Introduction & Purpose
The Four Faces of Coaching is a practical self-assessment and conversation guide. It helps you recognize where you are confident and effective as a coach and where you may want to stretch, across a full range of coaching actions and strengths.
Target Audience
- Leaders & Managers: Self-assess coaching tendencies and plan focused development.
- Facilitators & Coaches: Use the framework to structure feedback and development plans.
- Program / Project Teams: Include the questionnaire in journeys and workshops; debrief patterns.
The Four Faces: Overview
- Expert (Wisdom): Provides clarity and breaks down complexity; sets high standards; shares knowledge and shows how to do things thoroughly.
- Challenger (Courage): Calls out blind spots, gives tough feedback, stretches thinking, and motivates improvement.
- Counselor / Explorer (Respect): Listens deeply, helps people surface what’s really going on, and supports them to generate their own solutions. (Some BTS materials refer to this Face as “Explorer”.)
- Supporter (Care): Builds confidence, notices potential, praises progress, empowers and trusts others to take on challenges.
Questionnaire & Scoring
How to complete: For each statement, tick one box: Very Strong, Strong, Could Develop, or Must Develop.
Scoring (updated): Assign 3 points to Very Strong, 2 to Strong, 1 to Could Develop, and 0 to Must Develop. Sum points for each Face, then rank the Faces from 1 (most dominant) to 4 (least natural).
Example indicators by Face:
- Expert: respected role model; explains clearly; briefs tasks thoroughly.

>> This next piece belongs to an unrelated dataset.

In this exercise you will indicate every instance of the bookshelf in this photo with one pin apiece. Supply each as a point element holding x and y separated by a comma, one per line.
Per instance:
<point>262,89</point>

- Challenger: addresses poor performance quickly; gives constructive negative feedback; helps people see bigger possibilities.
- Counselor/Explorer: people seek you for difficult issues; you’re comfortable with emotion; you help others find their own solutions.
- Supporter: builds confidence; praises readily; empowers and trusts others; finds stretching tasks for growth.
Using Your Results
- Identify your dominant Face: Which Face do you favor most often?
- Choose a development Face: Select one to strengthen that would positively impact your current coaching.
- Plan practice: Pair real conversations with the relevant prompt set (below) to build range across Faces.
Coaching Questions Library
Use these prompts to intentionally shift your stance in-the-moment:
- Challenger (Courage): What are you avoiding or reluctant to face? What assumption might you be making? If you had to challenge the status quo, where would you start? What’s the cost of not addressing this now?
- Counselor / Explorer (Respect): What feels unresolved or unspoken? If you set aside your usual lens, what new angle appears? What else could be true? What deeper opportunity might be here?
- Expert (Wisdom): What do you most need clarity on? Would a framework help? What would success look like step-by-step? Where are the knowledge gaps?
- Supporter (Care): What are you proud of in how you’re handling this? What strengths can you leverage? What small step would feel like progress today? How can I best champion you right now?
Watchouts & Considerations
- Balance your stance: Over-reliance on one Face can limit growth—practice flexing to what the coachee and context need.
- Score is a signal, not a label: Use totals to guide development; validate with reflection and feedback.
- Psychological safety: When using Challenger prompts, maintain care and respect to keep the conversation productive.